Entre a crítica feroz e a confiança dada nas urnas. Entre a narrativa falaciosa do não-político e a ironia de ter sido a pessoa que mais tempo esteve, desde o 25 de Abril, a governar o país.
O exercício de passar à escrita a sua perspetiva dos cargos que ocupou é uma forma de continuar a aparecer publicamente. Foi assim no tempo de intervalo entre São Bento e Belém. É assim, agora, com as memórias dos dois mandatos presidenciais. Uma "prestação de contas" que o faz voltar a ser ouvido.

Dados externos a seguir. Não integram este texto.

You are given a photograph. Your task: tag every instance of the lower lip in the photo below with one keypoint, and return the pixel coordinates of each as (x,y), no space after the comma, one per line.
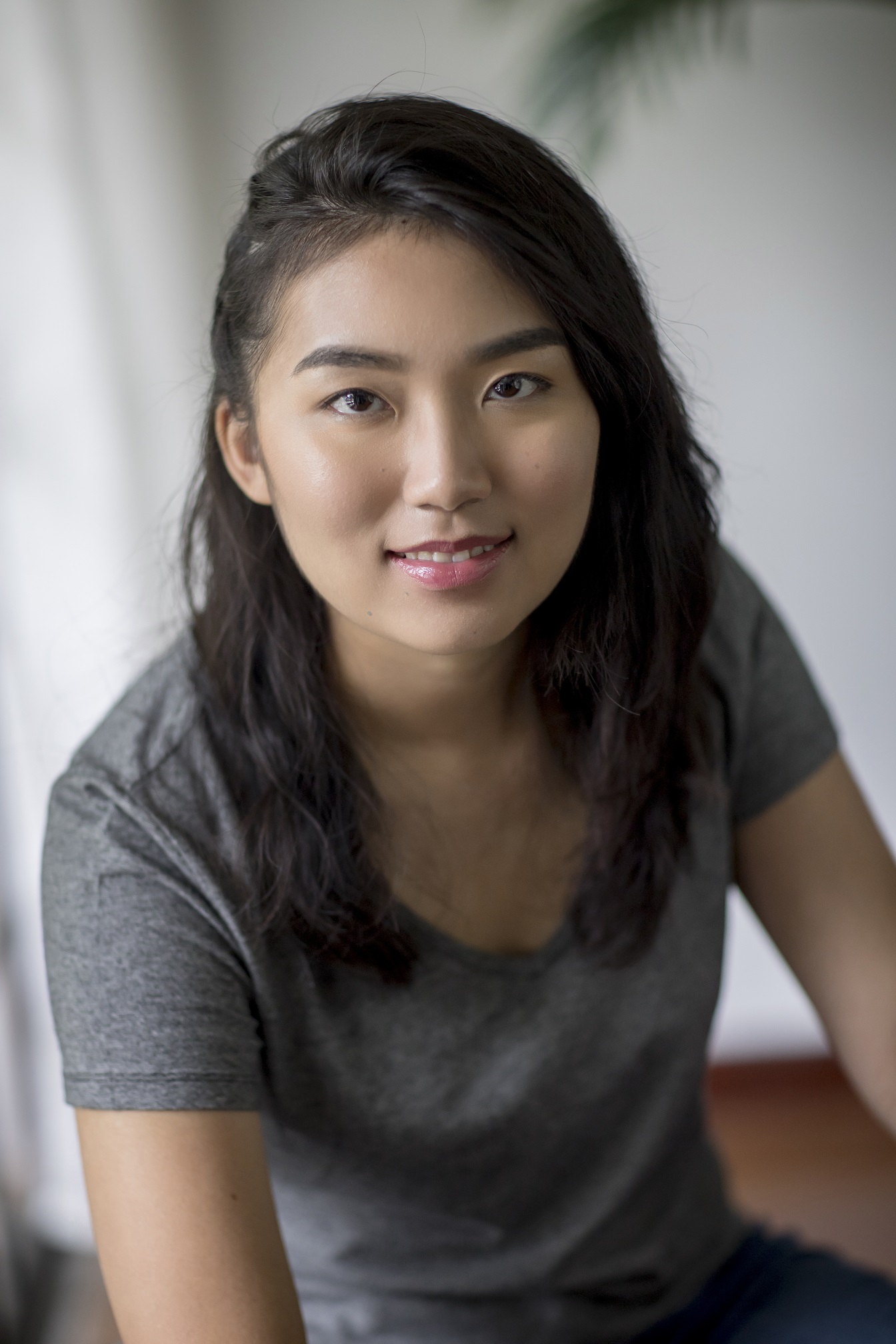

Há, em tantas centenas de páginas e conversas descodificadas, naturais surpresas e pormenores até aqui desconhecidos. E essa revisitação poderia ser útil, até historicamente, se procurasse fazer uma leitura política dos tempos.
O que Cavaco faz, no entanto, é outra coisa. Opta pelas leituras de caráter. E ao entrar pelo caminho das virtudes e sobretudo dos defeitos, sobra pouco além de uma visão distorcida do que terão sido os factos. Claro que o cidadão Cavaco Silva tem direito a todas as leituras pessoais. O ex-chefe de Estado, que nessa qualidade manteve conversas e tomou decisões que pressupõem uma capacidade de olhar o país com sentido de Estado, deveria evitar estados de alma pequenos.
Na vida pessoal, o azedume envenena quem o sente. Na vida pública, reveste-se de outros perigos sociais e políticos. Num tempo em que a agressividade tem feito caminho político um pouco por todo o Mundo, vale a pena refletir nos riscos de pensar a coisa pública e os seus protagonistas tendo o azedume como conselheiro.